Once you start getting people who love your game and who come back to it, you know it’s sell-able. That doesn’t mean it’s a good game, that it’ll get $100,000, or that you should ship that version. It just means that you can sell it with a strong enough marketing system. I don’t know about you, but understanding this reduces my stress and allows me to work better. With survival stress out of the way, I can focus on creating something people will really enjoy and remember. You might work the same way.

5) You will eventually finish the game.

If you stick to your game, you will eventually be able to finish it and make a great game. You might have to push your timelines back. You might have to do loads and loads of play-testing. Yet you will eventually finish the game if you stick to it. Game development is a marathon, and this is the 20-mile mark where you hit the wall. To extend the analogy, once you hit this point, you’re like 80% of the way to publication, but it’s too soon to see the finish line.


Most Important Highways & Byways Updates

  • I’ve incremented Highways & Byways to version I-4. That’s the 22nd total version.
  • I-3 is sellable, but I want to make the game excellent. I-4 comes with art applied, slightly simplified rules, and tighter balance.
  • If I-4 survives 100 tests, I’m considering this game ready for review.

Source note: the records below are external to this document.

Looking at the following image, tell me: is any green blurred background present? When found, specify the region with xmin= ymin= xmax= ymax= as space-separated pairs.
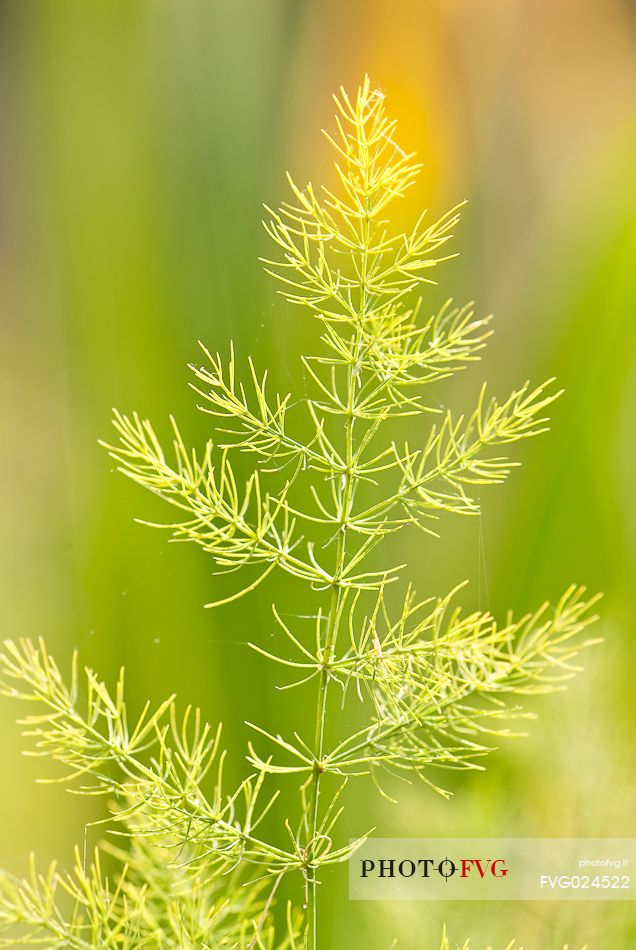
xmin=0 ymin=0 xmax=636 ymax=950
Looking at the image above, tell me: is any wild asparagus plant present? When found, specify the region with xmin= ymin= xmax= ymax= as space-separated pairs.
xmin=0 ymin=79 xmax=594 ymax=950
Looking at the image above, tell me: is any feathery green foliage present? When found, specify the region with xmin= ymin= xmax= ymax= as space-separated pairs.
xmin=0 ymin=79 xmax=595 ymax=948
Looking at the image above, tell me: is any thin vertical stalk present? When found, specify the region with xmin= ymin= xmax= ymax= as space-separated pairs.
xmin=307 ymin=109 xmax=372 ymax=950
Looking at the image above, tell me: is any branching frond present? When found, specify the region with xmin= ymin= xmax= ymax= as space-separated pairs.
xmin=0 ymin=837 xmax=298 ymax=950
xmin=0 ymin=640 xmax=295 ymax=871
xmin=191 ymin=344 xmax=343 ymax=473
xmin=396 ymin=380 xmax=560 ymax=516
xmin=0 ymin=78 xmax=595 ymax=950
xmin=100 ymin=413 xmax=330 ymax=584
xmin=326 ymin=587 xmax=597 ymax=788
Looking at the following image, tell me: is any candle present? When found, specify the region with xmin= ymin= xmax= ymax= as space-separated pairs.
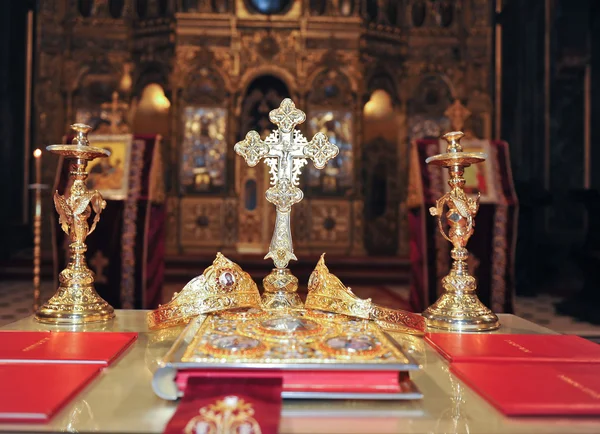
xmin=33 ymin=149 xmax=42 ymax=312
xmin=33 ymin=148 xmax=42 ymax=185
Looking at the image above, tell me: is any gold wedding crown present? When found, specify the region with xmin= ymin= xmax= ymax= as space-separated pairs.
xmin=304 ymin=253 xmax=425 ymax=335
xmin=147 ymin=252 xmax=261 ymax=330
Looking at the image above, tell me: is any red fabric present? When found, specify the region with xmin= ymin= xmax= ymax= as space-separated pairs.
xmin=0 ymin=331 xmax=137 ymax=364
xmin=425 ymin=333 xmax=600 ymax=364
xmin=450 ymin=363 xmax=600 ymax=418
xmin=0 ymin=364 xmax=101 ymax=423
xmin=164 ymin=377 xmax=282 ymax=434
xmin=176 ymin=369 xmax=402 ymax=393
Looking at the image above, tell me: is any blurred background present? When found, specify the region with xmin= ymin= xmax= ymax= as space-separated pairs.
xmin=0 ymin=0 xmax=600 ymax=338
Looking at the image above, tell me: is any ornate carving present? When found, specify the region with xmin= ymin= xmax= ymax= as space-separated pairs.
xmin=235 ymin=98 xmax=338 ymax=269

6 thoughts on “The Agony of the Almost Finished Board Game

  1. I love point #4. I used to think that for a publisher to buy a game it had to be 100% done mechanically. But now I have been to enough designer events like Unpub to play a prototype that isn’t finished and then be told that it is signed with a publisher. That blew my mind. And most times they are testing significant mechanical changes, not just little balance issues. When I heard this I looked at my own game which I was waiting to pitch after it was Done and thought, this is actually good enough to try and sell; it’s almost done. Because of that mindset I pushed it hard and it’s now in the hands of several publishers waiting approval. I continue to work diligently on it, waiting for the day when I meet my goal with it. I now have two games that are at this wonderful point of almost done and it’s encouraging and motivating to know that, and such a relief to not have to wait for the elusive satisfaction of Done.

  2. I’m kinda stuck in the same boat but I’m standing between two different publishing routes. And I’m starting to think I just need to double down and sell the game. I don’t have more to actually change, the 3 starter decks are done and tweaked and I’ve played 100 if not 1000 of games with them.

    Getting the game into players hand can even be more important, and as you say, a product is never finished, just shipped, is something I need to start living more by!

    1. If State of Wonder is consistently getting good quality scores and you haven’t made changes in a while, you’re probably good to go 🙂

      A lot of the time, what turns good games into great games happens within communities of players and not the designer’s office.

  3. I have experienced all of these points. I have spent nearly four years on my game now. It was in fact played at least 100 times before I sent to playtesters. The problem now is the playtesters are not giving me the feedback I need in order to continue and prepare my game for Kickstarter.
    Even after more play testing I have found a quicker method for the combat mechanic, at the cost of losing some theme to the game.
    I am soooo close to finishing this, but because of the social media pressure on Kickstarter, I have to provide a good KS page or it basically will not fund. I cannot afford to buy more prototypes right now to send out to game reviewers in time before my KS. So do I postpone my KS for another 6 months, or push on and see what happens without professional game reviews? That is my wall right now.

    1. That’s tricky. Reviews are definitely important to having a good Kickstarter page, but I don’t personally think you need 10 or 12 or 15 like a lot of people think. Even 3-4 good reviews on your page would probably do the trick. If you can’t pay for prototypes right now to get those good reviews, I’d personally hold off for a few months and build your audience instead.